## Cryptology ePrint Archive: Report 2019/737

Highly Efficient Key Exchange Protocols with Optimal Tightness -- Enabling real-world deployments with theoretically sound parameters

Katriel Cohn-Gordon and Cas Cremers and Kristian Gjøsteen and Håkon Jacobsen and Tibor Jager

Abstract: In this paper we give nearly tight reductions for modern implicitly authenticated Diffie-Hellman protocols in the style of the Signal and Noise protocols, which are extremely simple and efficient. Unlike previous approaches, the combination of nearly tight proofs and efficient protocols enables the first real-world instantiations for which the parameters can be chosen in a theoretically sound manner, i.e., according to the bounds of the reductions. Specifically, our reductions have a security loss which is only linear in the number of users $\mu$ and constant in the number of sessions per user $\ell$. This is much better than most other key exchange proofs which are typically quadratic in the product $\mu \ell$. Combined with the simplicity of our protocols, this implies that our protocols are more efficient than the state of the art when soundly instantiated.
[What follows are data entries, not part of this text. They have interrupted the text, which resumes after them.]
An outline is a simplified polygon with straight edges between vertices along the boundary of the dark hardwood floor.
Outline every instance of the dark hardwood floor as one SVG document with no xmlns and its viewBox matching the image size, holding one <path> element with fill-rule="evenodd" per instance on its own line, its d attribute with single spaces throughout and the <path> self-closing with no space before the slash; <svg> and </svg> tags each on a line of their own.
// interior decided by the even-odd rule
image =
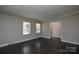
<svg viewBox="0 0 79 59">
<path fill-rule="evenodd" d="M 59 38 L 36 38 L 0 48 L 0 54 L 78 54 L 79 45 L 61 42 Z"/>
</svg>

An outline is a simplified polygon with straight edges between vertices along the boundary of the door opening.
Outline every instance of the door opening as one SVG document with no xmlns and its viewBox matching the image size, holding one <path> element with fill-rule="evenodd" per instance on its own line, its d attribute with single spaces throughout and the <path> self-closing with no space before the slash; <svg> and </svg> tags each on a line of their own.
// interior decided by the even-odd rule
<svg viewBox="0 0 79 59">
<path fill-rule="evenodd" d="M 61 38 L 61 22 L 50 23 L 50 37 Z"/>
</svg>

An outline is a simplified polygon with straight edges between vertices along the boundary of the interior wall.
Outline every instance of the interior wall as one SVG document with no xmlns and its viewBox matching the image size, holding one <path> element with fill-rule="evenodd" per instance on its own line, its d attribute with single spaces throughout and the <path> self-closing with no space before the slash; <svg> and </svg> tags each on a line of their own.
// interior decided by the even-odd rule
<svg viewBox="0 0 79 59">
<path fill-rule="evenodd" d="M 31 22 L 31 34 L 23 35 L 23 21 Z M 33 19 L 31 20 L 28 18 L 0 14 L 0 45 L 11 44 L 12 42 L 18 42 L 40 37 L 41 33 L 37 34 L 35 32 L 35 23 L 37 22 L 41 23 L 40 21 L 36 21 Z"/>
<path fill-rule="evenodd" d="M 43 23 L 42 28 L 44 36 L 50 37 L 50 23 L 55 21 L 61 21 L 61 40 L 71 43 L 79 44 L 79 14 L 74 14 L 71 16 L 65 16 L 62 18 L 57 18 L 55 20 L 50 20 Z M 44 31 L 45 30 L 45 31 Z"/>
<path fill-rule="evenodd" d="M 61 22 L 50 23 L 52 37 L 61 37 Z"/>
</svg>

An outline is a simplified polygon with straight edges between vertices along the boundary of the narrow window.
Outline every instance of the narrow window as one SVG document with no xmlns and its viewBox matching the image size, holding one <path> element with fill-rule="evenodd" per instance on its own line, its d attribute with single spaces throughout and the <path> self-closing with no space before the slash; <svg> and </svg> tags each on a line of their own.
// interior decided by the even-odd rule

We also prove that our security proofs are optimal: a linear loss in the number of users is unavoidable for our protocols for a large and natural class of reductions.
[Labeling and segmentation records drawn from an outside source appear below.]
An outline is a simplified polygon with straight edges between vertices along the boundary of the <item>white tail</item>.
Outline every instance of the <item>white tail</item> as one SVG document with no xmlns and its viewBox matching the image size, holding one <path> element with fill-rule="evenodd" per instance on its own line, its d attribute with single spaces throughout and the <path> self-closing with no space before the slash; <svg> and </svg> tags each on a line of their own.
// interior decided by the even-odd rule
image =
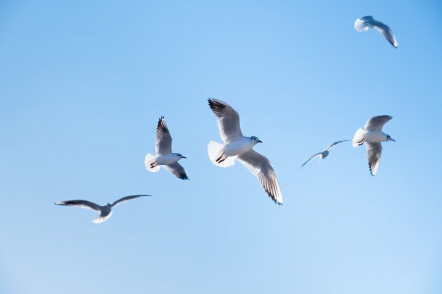
<svg viewBox="0 0 442 294">
<path fill-rule="evenodd" d="M 209 154 L 209 158 L 212 163 L 215 165 L 221 167 L 232 166 L 235 164 L 235 158 L 237 157 L 225 157 L 221 162 L 217 162 L 217 159 L 223 157 L 223 148 L 224 144 L 218 143 L 217 142 L 210 141 L 207 146 L 207 152 Z"/>
<path fill-rule="evenodd" d="M 145 166 L 145 169 L 153 173 L 156 173 L 160 171 L 160 168 L 161 166 L 156 165 L 154 167 L 152 167 L 152 164 L 154 164 L 157 160 L 157 157 L 152 155 L 150 153 L 148 153 L 144 157 L 144 166 Z"/>
<path fill-rule="evenodd" d="M 358 32 L 366 32 L 369 28 L 367 22 L 364 20 L 358 18 L 354 22 L 354 29 Z"/>
<path fill-rule="evenodd" d="M 361 146 L 364 143 L 364 135 L 365 133 L 365 130 L 360 128 L 358 128 L 354 133 L 354 136 L 353 136 L 353 147 Z"/>
<path fill-rule="evenodd" d="M 94 223 L 102 223 L 103 221 L 105 221 L 107 220 L 107 219 L 109 219 L 109 217 L 111 217 L 112 216 L 112 214 L 114 213 L 114 212 L 110 212 L 109 214 L 107 214 L 106 216 L 102 216 L 101 214 L 100 214 L 98 216 L 97 216 L 96 218 L 95 218 L 94 219 L 92 220 L 92 222 Z"/>
</svg>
Category / Keywords: cryptographic protocols / AKE, provable security, tightness, meta-reductions

Original Publication (with minor differences): IACR-CRYPTO-2019

Date: received 20 Jun 2019, last revised 16 Aug 2019

Contact author: tibor jager at upb de, cas cremers@gmail com, jacobseh@mcmaster ca, me@katriel co uk, kristian gjosteen@ntnu no

Available format(s): PDF | BibTeX Citation

Note: Corrected two errors in our security models. The first correction removes the restriction that an adversary could not interact with a session oracle after corrupting its long-term key. This effectively made it impossible for the adversary to carry out KCI attacks. Note that the proofs were always written with the updated semantic in mind, and remains unchanged. The second correction changes the EA definition to rely on matching conversations instead of partnering. The previous version trivially made any protocol insecure in the model. Thanks to Paul Rösler for identifying this issue.